I have a data frame with data as follows (although my data set is much bigger)
ID Count Size
1 1 35
1 2 42
1 2 56
2 3 25
2 5 52
2 2 62
etc....
I would like to extract the total count for each ID but split for when the size variable is either <50 or <=50
So far I have done this to get the cumulative count based on the unique id
cbind(aggregate(Count~ID, sum, data=df)
To produce this
ID Count
1 5
2 10
But I want to produce something like this instead
ID <50 >=50
1 3 2
2 3 7
I've tried searching on how best to do this and am sure it is really simple but I'm struggling on how best to achieve this...any help would be great thanks!
We could use data.table
. Convert the 'data.frame' to 'data.table' (setDT(df1)

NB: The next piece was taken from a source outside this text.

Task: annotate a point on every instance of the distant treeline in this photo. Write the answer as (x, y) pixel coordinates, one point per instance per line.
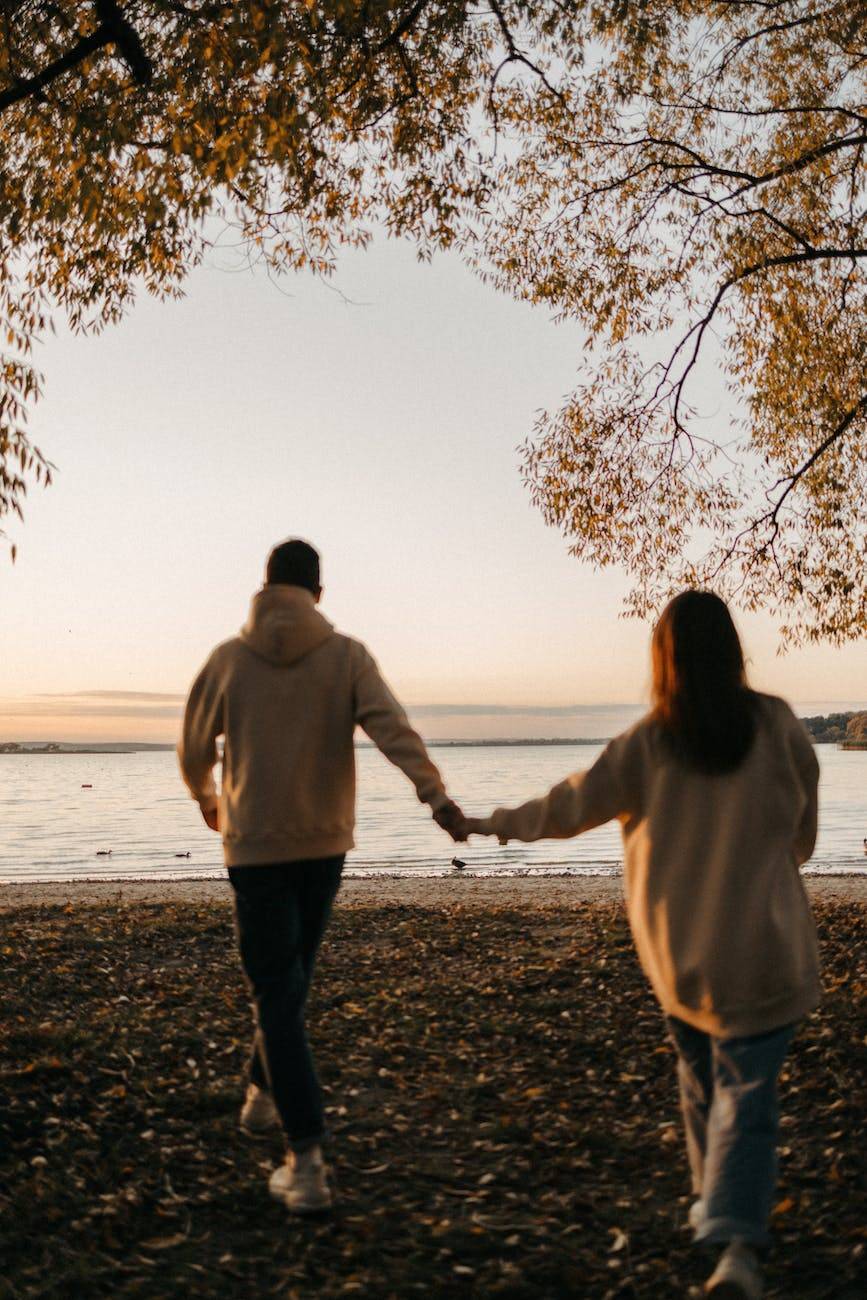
(848, 729)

), grouped by 'ID', we get the sum
of 'Count' based on the logical indexes ('Size < 50,
Size >=50`)
library(data.table)
setDT(df1)[,list(`<50` = sum(Count[Size <50]),
`>=50` = sum(Count[Size>=50])) , by = ID]
# ID <50 >=50
#1: 1 3 2
#2: 2 3 7
A similar option with dplyr
is
library(dplyr)
df1 %>%
group_by(ID) %>%
summarise(`<50` = sum(Count[Size <50]),
`>=50` = sum(Count[Size>=50]))
NOTE: It is better to name the columns as less50
, greaterthanEq50
instead of the names suggested in the expected output.